Surfactants activity cannot be regulated once in contact with the skin, often resulting in adverse events such as irritant dermatitis or different types of allergies. The intensity of these reactions depends on surfactant concentration, skin contact time and the individual's skin sensitivity to these components. The interaction of surfactants with the skin surface promotes skin barrier dysfunction resulting in dehydration, redness and itchiness. Mechanisms associated to these observations include direct interaction with keratin causing it to swell and preventing the formation of Natural Moisturizing Factor (NMF).

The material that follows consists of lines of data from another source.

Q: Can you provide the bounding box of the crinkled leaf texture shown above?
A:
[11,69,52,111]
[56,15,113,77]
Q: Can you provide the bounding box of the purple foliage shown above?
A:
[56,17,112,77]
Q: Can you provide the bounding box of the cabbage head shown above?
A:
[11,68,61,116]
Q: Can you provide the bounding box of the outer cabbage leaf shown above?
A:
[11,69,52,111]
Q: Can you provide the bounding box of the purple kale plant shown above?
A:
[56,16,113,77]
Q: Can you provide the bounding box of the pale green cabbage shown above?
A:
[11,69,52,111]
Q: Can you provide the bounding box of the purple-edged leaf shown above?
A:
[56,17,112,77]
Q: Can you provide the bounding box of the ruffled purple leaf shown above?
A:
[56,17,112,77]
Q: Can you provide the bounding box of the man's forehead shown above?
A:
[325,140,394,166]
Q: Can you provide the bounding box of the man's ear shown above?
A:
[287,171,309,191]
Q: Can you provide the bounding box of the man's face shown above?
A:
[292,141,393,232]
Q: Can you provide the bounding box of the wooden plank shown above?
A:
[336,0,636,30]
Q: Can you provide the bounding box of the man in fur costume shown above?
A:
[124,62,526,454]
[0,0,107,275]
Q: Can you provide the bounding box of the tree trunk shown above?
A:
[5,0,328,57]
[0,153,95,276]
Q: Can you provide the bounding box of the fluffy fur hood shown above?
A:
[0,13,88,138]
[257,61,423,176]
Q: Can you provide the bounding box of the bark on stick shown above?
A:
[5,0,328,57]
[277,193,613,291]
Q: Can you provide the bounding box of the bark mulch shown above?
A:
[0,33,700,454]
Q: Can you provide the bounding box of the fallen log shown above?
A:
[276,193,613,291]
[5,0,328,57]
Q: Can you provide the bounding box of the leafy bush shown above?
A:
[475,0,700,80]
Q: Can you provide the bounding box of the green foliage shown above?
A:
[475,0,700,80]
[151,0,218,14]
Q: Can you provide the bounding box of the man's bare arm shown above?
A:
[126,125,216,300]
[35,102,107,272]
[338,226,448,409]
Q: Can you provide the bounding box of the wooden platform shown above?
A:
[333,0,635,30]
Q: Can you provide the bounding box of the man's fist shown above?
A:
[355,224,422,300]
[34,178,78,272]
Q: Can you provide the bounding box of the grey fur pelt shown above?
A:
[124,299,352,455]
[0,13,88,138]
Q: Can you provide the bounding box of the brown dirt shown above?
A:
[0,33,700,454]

In recent years, sulfate-free or surfactant-free claims have become one of the most popular claims demanded by consumers, promoting the use of low-foaming cleansing options as healthier, barrier-friendly alternatives to high foaming, potentially dehydrating cleansers.
Final thoughts: At the end of the day skincare products are designed to clean, repair and improve skin appearance, so all of them should have been created trying to minimize irritation and adverse events. Nevertheless, this is not always accomplished. Identifying ingredients that irritate your skin will facilitate your search for the perfect skincare routine. This can be accomplished by keeping an eye on how your skin reacts to skincare products (redness, itchiness and bumps formation), by trying to learn about skincare ingredients or by seeking a professional opinion.